Eventually that will need to change, though. The seven guys Pico has beaten sport a combined record of 78-41. That's not very good. 

Bellator is right to bring Pico along slowly, even keeping him out of the promotion's ongoing featherweight grand prix. Still, they have to hope he eventually gets the hype train back on track. Lee would be another step in the right direction.


Stone Cold Lead Pipe Lock of the Week

Record to date: 10-3 

Let the circus come to town, and give me Mayweather to finish Logan Paul this weekend. Oh, wait, no winner can be declared? Great.

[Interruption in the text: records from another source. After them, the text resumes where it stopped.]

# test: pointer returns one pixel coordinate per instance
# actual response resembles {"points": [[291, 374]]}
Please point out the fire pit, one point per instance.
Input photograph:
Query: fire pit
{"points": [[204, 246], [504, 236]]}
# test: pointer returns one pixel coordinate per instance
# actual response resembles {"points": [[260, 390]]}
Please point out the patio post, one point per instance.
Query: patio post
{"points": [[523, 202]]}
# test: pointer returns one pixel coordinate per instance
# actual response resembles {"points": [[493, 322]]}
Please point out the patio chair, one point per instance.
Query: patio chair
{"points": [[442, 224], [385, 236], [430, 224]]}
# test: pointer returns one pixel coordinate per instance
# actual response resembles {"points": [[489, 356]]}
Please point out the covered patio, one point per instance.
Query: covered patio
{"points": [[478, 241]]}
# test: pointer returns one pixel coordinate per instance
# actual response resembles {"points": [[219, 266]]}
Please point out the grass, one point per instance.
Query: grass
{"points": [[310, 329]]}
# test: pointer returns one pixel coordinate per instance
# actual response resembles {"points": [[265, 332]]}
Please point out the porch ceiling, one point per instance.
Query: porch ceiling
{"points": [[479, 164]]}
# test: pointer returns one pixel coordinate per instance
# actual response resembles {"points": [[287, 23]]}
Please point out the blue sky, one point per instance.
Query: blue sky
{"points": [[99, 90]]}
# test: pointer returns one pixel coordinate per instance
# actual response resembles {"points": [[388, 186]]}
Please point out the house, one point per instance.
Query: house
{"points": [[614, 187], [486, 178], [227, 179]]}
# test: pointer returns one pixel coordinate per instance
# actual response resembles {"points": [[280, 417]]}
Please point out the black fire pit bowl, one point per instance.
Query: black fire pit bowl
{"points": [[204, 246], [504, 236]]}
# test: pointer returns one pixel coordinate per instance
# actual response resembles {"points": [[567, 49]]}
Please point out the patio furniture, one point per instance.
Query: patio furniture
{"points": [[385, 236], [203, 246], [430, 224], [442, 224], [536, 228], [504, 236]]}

I'm being told there's a UFC event this weekend, UFC Fight Night 189 in Las Vegas. Not the most sparkling of affairs, with heavyweight main eventers Jairzinho Rozenstruik (11-2) and Augusto Sakai (15-2-1) both coming off losses and would likely remain out of the title picture even with a win.

But undercarder Makwan Amirkhani could be a good pick. He's struggled against top competition, but Kamuela Kirk (11-4) is not top competition, and he'll be making his UFC debut on short notice this Saturday. Amirkhani's a -230 favorite to handle the newcomer, per DraftKings. Lock it in.